Abstract:
Migration is not a recent phenomenon. From the first humans, to people all around the globe today, leave their homes in search of a better life. Since February 2020, Egypt, an attractive destination due to its strategic geolocation, homes the “fifth largest urban refugee population in the world ”. Persecution, political instability, climate degradation, protracted conflicts, unrest, and new wars throughout Africa and Middle Eastern region has caused a dramatic rise of refugees, many of whom make their way to Egypt with the hopes of finding refuge.

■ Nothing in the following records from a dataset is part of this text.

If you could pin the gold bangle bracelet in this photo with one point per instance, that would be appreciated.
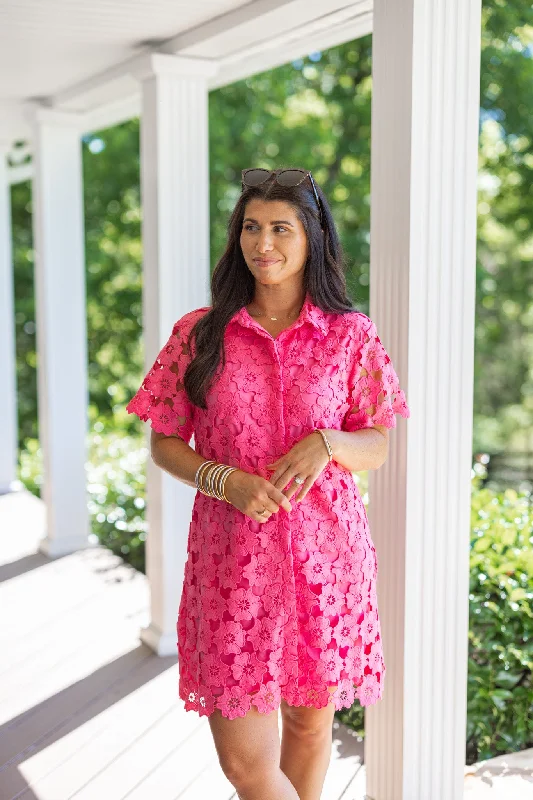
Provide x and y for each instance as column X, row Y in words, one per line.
column 326, row 442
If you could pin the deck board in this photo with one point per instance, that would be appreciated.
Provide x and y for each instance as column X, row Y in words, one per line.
column 88, row 712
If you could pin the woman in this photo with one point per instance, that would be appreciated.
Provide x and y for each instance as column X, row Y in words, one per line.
column 289, row 386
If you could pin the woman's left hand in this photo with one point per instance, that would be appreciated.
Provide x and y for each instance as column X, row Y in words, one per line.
column 306, row 459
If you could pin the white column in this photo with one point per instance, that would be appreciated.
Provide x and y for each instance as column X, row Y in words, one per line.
column 61, row 327
column 8, row 402
column 425, row 108
column 175, row 196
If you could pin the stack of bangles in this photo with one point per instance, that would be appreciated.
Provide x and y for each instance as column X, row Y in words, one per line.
column 211, row 476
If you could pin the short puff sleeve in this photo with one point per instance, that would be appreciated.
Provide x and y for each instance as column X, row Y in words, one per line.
column 374, row 392
column 162, row 398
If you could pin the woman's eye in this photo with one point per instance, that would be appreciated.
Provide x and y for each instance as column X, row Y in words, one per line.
column 250, row 227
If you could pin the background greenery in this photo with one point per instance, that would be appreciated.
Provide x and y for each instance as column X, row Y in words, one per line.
column 315, row 112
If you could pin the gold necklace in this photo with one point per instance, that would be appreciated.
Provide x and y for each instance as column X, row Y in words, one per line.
column 274, row 319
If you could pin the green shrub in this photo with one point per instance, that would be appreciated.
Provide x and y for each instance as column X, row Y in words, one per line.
column 116, row 487
column 499, row 691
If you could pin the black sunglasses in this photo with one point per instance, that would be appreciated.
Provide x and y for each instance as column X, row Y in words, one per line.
column 285, row 177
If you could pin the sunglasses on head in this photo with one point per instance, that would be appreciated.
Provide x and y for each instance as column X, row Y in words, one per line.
column 285, row 177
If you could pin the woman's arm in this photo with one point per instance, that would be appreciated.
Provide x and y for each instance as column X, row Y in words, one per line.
column 359, row 450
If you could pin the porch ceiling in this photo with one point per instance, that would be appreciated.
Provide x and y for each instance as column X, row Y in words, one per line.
column 78, row 57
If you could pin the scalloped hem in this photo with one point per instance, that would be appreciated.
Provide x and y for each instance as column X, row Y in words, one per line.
column 234, row 701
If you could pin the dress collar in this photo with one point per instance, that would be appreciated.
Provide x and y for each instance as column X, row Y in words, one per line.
column 309, row 313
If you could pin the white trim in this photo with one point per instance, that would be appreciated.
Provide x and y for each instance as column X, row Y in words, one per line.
column 150, row 64
column 8, row 395
column 113, row 95
column 425, row 108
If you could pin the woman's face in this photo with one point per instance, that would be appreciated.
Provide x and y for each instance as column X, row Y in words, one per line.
column 271, row 231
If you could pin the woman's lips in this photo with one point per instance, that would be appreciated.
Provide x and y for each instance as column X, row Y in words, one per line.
column 265, row 262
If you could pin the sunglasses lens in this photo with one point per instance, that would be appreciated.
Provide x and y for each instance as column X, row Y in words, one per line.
column 291, row 177
column 254, row 177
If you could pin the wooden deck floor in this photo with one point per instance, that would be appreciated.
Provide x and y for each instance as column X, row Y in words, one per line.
column 88, row 712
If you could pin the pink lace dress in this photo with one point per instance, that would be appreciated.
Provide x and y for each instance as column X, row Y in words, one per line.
column 286, row 608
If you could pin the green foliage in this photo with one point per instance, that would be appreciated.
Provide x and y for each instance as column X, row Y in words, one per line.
column 116, row 490
column 500, row 692
column 315, row 112
column 500, row 661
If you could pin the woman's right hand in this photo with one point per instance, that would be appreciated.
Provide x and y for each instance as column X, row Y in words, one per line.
column 251, row 493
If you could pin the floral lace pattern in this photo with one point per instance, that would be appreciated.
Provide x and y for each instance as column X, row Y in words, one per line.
column 286, row 608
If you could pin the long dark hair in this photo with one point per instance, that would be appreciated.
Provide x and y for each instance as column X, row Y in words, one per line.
column 233, row 285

Egypt hosts a diverse community of refugees, asylum-seekers, and failed asylum-seekers from 58 different countries around the world. Many of these are African refugees, who come from diverse cultural, religious, and socio-economic backgrounds. The experience of Black African refugee women differs greatly from other refugee groups. Using this group as a starting point, and using their multidimensional experience, while locating this experience within the legal frameworks that govern refugees in Egypt, this paper aims to illustrate the erasure of this group within these frameworks, which further perpetuates the consequent oppression due to this erasure. Single-axis categories , such as the categories which must be “satisfied” across all refugee law instruments (international, national, domestic, bilateral), forces us to neglect the overlooked subordination of groups that do not fulfil these categories singularly, due to their intersectional identities. Single-axis categories forces groups that fit outside of these groups to essentially disappear, and when they do, they become invisible, causing their identification and potential remedial measures to disappear as well. This paper will demonstrate that African refugee women in Egypt, due to their intersecting identities of Black, refugee and women, are multi-burdened, and thus face a particular type of oppression that occurs due to the lacunae which occurs when the intersecting legal frameworks fail to address their multidimensional identities, their needs, and consequential oppression. The formal equality provided to all refugees “in general” via international, national, domestic and bilateral refugee law instruments inadvertently perpetuates inequality toward another group: Black refugee women. Using intersectionality theory as a lens, it will be argued that the intersecting legal frameworks that govern refugees in Egypt perpetuate the oppression faced by Black refugee women by failing to address the interwoven prejudices that they face due to their multidimensional identity, which create interdependent and overlapping system of discrimination and disadvantage.